Retranscrire toute la richesse et la complexité de l’Histoire induit donc l’emploi d’une forme
plus adaptée, permettant nuance et complexité.
Une étude comparative de Simorgh (2003) avec l’œuvre récente d’Edouard Glissant, La
Cohée du Lamentin (2005), permet de constater les correspondances qui existent entre deux
oeuvres différentes. Ces deux grands auteurs se sont penchés respectivement dans leurs écrits
sur l’histoire de leur propre pays. Mohammed Dib sur la colonisation française et Edouard
Glissant sur l’esclavage. Tous deux constatent les conséquences présentes des tragédies
historiques.
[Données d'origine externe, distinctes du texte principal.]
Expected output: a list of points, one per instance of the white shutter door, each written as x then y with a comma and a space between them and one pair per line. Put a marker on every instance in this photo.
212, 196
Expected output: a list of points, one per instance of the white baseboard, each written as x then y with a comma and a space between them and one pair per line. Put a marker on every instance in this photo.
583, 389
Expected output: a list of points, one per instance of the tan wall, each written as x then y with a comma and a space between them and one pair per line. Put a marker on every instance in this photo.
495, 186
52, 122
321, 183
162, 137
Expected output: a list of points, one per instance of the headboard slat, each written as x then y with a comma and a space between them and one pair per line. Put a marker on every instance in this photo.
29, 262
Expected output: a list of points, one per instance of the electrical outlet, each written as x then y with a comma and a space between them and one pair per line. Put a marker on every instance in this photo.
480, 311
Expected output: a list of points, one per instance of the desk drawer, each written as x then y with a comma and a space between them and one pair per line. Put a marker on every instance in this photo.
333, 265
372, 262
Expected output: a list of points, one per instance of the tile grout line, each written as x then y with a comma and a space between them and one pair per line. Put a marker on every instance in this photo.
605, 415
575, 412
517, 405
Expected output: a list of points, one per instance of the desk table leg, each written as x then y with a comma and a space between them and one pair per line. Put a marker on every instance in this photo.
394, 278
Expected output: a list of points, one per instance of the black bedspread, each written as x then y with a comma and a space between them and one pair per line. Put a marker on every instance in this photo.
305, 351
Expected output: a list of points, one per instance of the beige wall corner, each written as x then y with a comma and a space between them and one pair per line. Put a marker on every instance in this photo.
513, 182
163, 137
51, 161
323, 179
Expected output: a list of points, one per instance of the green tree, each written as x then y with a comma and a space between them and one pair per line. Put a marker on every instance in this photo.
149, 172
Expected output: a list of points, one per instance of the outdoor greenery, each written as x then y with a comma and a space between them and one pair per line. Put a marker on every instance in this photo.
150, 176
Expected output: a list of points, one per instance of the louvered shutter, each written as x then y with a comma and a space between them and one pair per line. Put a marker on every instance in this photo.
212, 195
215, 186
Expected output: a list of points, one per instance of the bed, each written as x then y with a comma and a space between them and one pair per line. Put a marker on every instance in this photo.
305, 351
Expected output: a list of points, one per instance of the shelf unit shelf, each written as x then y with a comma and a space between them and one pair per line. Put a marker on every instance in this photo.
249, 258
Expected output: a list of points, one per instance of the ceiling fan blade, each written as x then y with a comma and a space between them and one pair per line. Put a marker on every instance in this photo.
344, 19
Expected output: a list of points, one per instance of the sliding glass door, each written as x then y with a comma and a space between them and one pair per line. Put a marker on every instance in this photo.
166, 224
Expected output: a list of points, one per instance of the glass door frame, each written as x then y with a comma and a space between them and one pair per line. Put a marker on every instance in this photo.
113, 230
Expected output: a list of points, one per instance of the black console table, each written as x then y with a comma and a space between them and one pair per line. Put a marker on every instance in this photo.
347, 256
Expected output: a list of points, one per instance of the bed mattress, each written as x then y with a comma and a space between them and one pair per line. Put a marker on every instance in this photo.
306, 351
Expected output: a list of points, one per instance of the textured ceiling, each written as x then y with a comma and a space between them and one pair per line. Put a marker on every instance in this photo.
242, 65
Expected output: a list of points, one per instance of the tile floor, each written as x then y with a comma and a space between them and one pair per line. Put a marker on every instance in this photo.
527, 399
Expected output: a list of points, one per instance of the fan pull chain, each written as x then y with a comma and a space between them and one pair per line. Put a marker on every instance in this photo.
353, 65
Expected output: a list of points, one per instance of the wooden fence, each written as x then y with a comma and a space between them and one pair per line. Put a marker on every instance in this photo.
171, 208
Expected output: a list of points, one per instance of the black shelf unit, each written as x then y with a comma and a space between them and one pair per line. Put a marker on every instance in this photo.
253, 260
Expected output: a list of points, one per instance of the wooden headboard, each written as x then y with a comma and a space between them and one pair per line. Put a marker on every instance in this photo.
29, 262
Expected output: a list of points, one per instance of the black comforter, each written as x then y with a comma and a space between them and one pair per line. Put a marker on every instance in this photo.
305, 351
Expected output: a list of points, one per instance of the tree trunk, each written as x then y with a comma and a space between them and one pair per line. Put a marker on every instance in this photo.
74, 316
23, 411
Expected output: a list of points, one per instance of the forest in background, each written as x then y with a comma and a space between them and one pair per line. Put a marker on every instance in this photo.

Dès lors, les deux auteurs ont créé des œuvres qui se répondent au vingt et
unième siècle car au bout de leur réflexion a germé un projet similaire: créer un nouvel
imaginaire pour dépasser les souffrances engendrées par la tragédie. Edouard Glissant a mis
en place un nouvel épique qui s’enracine dans la créolisation. Mohammed Dib fait aboutir un
patient et vaste projet qui se concrétise véritablement dans Simorgh, son dernier ouvrage.
Simorgh traduit un imaginaire enrichi par la connaissance de deux cultures littéraires majeures
Simorgh s’est donc non seulement construit sur ces deux héritages, mais il brille aussi par
l’originalité de sa structure, inédite, et par la diversité des sujets abordés : le clonage, la
mondialisation, l’intolérance, le capitalisme. A ces thèmes s’ajoutent d’autres thèmes plus
communs : le langage et son pouvoir, l’exil, la mémoire, l’Histoire, l’amour, la femme, la
mort, le partage, l’héritage, la transmission, l’altérité.
Manifestement Mohammed Dib a eu la volonté de dépasser le clivage de l’appartenance de
l’écrivain à une littérature dit « nationale ». Son projet apparaît clairement : donner vie à des
imaginaires « désexotisés » dans laquelle la lumière serait projetée sur tout ce qui peut
rapprocher les individus sans risquer de les faire basculer dans l’horrible « entre-monde ».